(187e) Unraveling Selectivity Toward Multi-Carbon Products for Electrochemical CO(2) Reduction
AIChE Annual Meeting
2020
2020 Virtual AIChE Annual Meeting
Catalysis and Reaction Engineering Division
Electrochemical CO2 Conversion III
Wednesday, November 18, 2020 - 9:00am to 9:15am
The ability to selectively synthesize multi-carbon (C2+) products through electrochemical reduction of CO(2) (CO(2)R) is one of the grand challenges in the field.

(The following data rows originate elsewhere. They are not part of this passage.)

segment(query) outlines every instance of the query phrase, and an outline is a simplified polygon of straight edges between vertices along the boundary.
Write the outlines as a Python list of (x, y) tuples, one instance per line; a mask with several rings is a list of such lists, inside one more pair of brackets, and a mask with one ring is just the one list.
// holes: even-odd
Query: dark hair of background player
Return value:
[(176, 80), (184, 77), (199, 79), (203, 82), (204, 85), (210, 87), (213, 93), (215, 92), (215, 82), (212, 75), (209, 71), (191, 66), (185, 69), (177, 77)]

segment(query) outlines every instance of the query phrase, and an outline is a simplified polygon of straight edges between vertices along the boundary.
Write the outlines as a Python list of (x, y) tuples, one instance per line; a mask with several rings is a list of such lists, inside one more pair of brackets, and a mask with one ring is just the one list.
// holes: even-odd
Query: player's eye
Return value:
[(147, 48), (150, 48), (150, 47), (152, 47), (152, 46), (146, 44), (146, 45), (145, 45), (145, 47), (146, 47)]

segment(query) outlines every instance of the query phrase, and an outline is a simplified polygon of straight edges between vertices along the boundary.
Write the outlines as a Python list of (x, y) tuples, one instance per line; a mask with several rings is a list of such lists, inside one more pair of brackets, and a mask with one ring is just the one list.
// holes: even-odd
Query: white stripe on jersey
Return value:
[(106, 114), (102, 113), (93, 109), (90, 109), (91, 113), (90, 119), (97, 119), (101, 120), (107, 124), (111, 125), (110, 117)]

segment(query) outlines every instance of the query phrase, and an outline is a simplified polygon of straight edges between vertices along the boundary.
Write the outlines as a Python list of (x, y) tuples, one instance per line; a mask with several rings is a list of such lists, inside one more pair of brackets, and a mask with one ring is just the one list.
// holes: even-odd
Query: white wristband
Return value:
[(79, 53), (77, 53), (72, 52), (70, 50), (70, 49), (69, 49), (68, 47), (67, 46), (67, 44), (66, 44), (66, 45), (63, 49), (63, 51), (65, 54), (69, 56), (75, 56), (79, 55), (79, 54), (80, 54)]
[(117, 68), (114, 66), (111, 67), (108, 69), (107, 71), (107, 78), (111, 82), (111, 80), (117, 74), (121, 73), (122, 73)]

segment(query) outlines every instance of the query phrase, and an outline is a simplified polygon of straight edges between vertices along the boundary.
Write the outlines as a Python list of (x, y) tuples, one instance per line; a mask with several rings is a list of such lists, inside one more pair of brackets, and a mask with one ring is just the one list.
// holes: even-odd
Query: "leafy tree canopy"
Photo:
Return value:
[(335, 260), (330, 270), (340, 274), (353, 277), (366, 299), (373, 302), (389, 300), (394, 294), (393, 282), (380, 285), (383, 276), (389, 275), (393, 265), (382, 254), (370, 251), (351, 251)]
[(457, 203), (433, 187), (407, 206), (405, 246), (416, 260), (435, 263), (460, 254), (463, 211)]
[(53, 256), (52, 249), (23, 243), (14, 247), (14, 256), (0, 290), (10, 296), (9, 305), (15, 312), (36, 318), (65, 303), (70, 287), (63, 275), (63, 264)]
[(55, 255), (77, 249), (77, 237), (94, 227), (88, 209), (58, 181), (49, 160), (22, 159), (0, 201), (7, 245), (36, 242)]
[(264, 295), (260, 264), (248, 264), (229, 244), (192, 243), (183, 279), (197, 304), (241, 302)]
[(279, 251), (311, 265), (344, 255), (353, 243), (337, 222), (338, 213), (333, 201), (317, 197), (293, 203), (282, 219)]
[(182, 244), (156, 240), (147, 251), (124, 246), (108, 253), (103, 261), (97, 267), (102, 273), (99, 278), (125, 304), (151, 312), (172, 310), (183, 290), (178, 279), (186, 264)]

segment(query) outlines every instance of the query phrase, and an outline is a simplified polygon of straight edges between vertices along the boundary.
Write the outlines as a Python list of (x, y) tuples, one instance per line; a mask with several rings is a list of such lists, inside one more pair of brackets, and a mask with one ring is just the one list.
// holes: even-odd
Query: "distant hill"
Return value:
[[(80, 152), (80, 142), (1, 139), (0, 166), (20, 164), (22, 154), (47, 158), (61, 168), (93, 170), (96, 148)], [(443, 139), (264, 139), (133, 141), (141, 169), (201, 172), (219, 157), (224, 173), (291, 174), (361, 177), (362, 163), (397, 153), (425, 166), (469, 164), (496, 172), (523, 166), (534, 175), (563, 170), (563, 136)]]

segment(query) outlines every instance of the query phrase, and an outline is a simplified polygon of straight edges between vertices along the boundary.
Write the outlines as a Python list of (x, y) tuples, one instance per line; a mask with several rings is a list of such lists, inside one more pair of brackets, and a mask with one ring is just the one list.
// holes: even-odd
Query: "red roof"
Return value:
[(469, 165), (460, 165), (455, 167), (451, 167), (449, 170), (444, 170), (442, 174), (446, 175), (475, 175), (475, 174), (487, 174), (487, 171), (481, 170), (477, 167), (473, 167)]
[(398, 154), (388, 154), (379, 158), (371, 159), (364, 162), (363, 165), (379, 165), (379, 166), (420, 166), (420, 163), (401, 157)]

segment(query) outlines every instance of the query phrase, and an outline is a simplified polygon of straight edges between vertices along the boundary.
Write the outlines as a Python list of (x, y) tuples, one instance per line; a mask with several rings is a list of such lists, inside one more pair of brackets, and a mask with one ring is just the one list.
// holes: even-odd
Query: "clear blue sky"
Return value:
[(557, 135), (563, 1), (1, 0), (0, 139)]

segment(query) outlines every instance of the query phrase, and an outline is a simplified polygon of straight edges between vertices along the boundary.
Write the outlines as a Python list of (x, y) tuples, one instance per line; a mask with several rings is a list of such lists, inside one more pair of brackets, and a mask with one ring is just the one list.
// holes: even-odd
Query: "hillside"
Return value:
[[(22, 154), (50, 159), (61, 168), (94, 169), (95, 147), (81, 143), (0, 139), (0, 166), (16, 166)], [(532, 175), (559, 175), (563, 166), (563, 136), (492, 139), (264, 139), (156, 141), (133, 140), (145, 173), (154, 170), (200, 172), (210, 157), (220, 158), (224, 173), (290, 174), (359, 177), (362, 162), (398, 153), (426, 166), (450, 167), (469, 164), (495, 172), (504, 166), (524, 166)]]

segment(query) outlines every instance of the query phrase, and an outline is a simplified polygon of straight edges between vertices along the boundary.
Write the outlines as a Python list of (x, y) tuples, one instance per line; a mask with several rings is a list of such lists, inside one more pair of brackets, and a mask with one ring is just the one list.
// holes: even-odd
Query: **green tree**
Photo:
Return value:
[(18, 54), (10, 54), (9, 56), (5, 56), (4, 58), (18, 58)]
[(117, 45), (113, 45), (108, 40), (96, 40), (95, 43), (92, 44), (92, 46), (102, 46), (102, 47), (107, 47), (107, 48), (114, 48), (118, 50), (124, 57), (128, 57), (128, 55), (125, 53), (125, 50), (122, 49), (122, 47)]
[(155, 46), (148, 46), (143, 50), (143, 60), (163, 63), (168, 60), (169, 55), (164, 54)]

The poor selectivity stems from the complexity of the CO(2)R reaction network that involves numerous branching pathways leading to various products. Current understanding supports CO dimerization as the sole pathway toward C2(+) products, which offers limited explanation to facet dependency and significantly constrains the discovery of new catalytic materials beyond copper (Cu), the only materials so far able to catalyze C2+ formation from CO(2). This challenge has driven us to explore new avenues for C2+ formation from CO(2) and extract simple descriptors from the mechanistic insights to better describe CO(2)R. In this presentation, we identify the critical steps toward C2 products on Cu through a combination of density functional theory and micro-kinetic modeling. We elucidate the unambiguous formation of atomic carbon under usual CO(2)R conditions and its importance in directing C2+ selectivity. We present an ab initio microkinetic model that accurately reproduces the experimental trends of CO(2)R at varying potential and pH, which provides the first theoretical explanation to facet-dependent CO(2)R selectivity on Cu and elucidates key elements defining the relative C2(+)/methane (C1) production rates. We further introduce two simple energy descriptors, CO and C binding strength, that define the C1 and C2 selectivity for a broad range of metal and metal alloy catalysts.